Correio braziliense, n. 20566, 13/09/2019. Mundo, p. 14

 

Risco a paz regional

Rodrigo Craveiro

13/09/2019

 

 

Venezuela » Invocação de tratado sobre assistência militar mútua, por parte dos Estados Unidos, e manobras bélicas próximo ao território da Colômbia elevam a tensão com Caracas. Washington adverte que Nicolás Maduro é uma ameaça à segurança dos vizinhos

Na Venezuela, um presidente ávido em exibir os músculos com manobras militares na fronteira. No território colombiano, um líder indisposto ao diálogo com o vizinho, respaldado pela aliança militar com os Estados Unidos para responder a eventuais agressões. A tensão no extremo norte da América do Sul se intensificou com a divulgação de fotos do líder opositor venezuelano Juan Guaidó com chefes do grupo narcoparamilitar colombiano Los Rastrojos  e com a decisão de Washington de invocar o Tratado Interamericano de Assistência Recíproca (TIAR), documento que prevê assistência militar mútua em caso de ataque lançado do exterior contra uma das partes do acordo. “Recentes movimentos belicosos de mobilização na fronteira com a Colômbia por parte de militares venezuelanos, assim como a presença de grupos ilegais armados e organizações terroristas no território venezuelano, demonstram que Nicolás Maduro não é apenas uma ameaça ao povo venezuelano; suas ações também ameaçam a paz e a segurança dos vizinhos da Venezuela”, declarou o secretário de Estado dos EUA, Mike Pompeo.

Especialistas venezuelanos consultados pelo Correio veem a conjunção de fatores na região — os testes militares e a ativação do TIAR  — como uma ameaça à paz, apesar de admitirem que tanto a Venezuela quanto a Colômbia compreendem os riscos de um confronto armado. Para José Vicente Carrasquero Aumaitre, cientista político da Universidad Simón Bolívar (em Caracas), não é possível descartar a possibilidade de uma escaramuça militar escalar para um conflito mais sério. “O regime de Maduro pode ver tal confrontação como uma chance de reagrupar forças em torno da figura do chefe de Estado. No entanto, ele não avalia os perigos de uma possível ação bélica, que poderia colocar o restante dos países sul-americanos sob o risco de mobilizar suas tropas.”

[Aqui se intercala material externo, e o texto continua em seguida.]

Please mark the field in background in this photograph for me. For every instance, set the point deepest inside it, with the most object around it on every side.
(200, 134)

O diplomata Diego Enrique Arria Salicetti, ex-governador de Caracas e ex-presidente do Conselho de Segurança da ONU, explicou que a presença de “grupos narcoterroristas colombianos” na Venezuela, respaldados por Maduro, é o principal motivo da tensão entre os vizinhos. “Maduro acusou a Colômbia de planejar um atentado terrorista contra ele, de pretender matá-lo e de mobilizar mísseis na fronteira. Os testes militares venezuelanos são uma maneira de demonstrar que ele não teme uma reação armada. Mas Maduro se esquece de que a Colômbia é um sócio global da Organização do Tratado do Atlântico Norte (Otan) e poderia contar com a ajuda logística dos Estados Unidos”, disse.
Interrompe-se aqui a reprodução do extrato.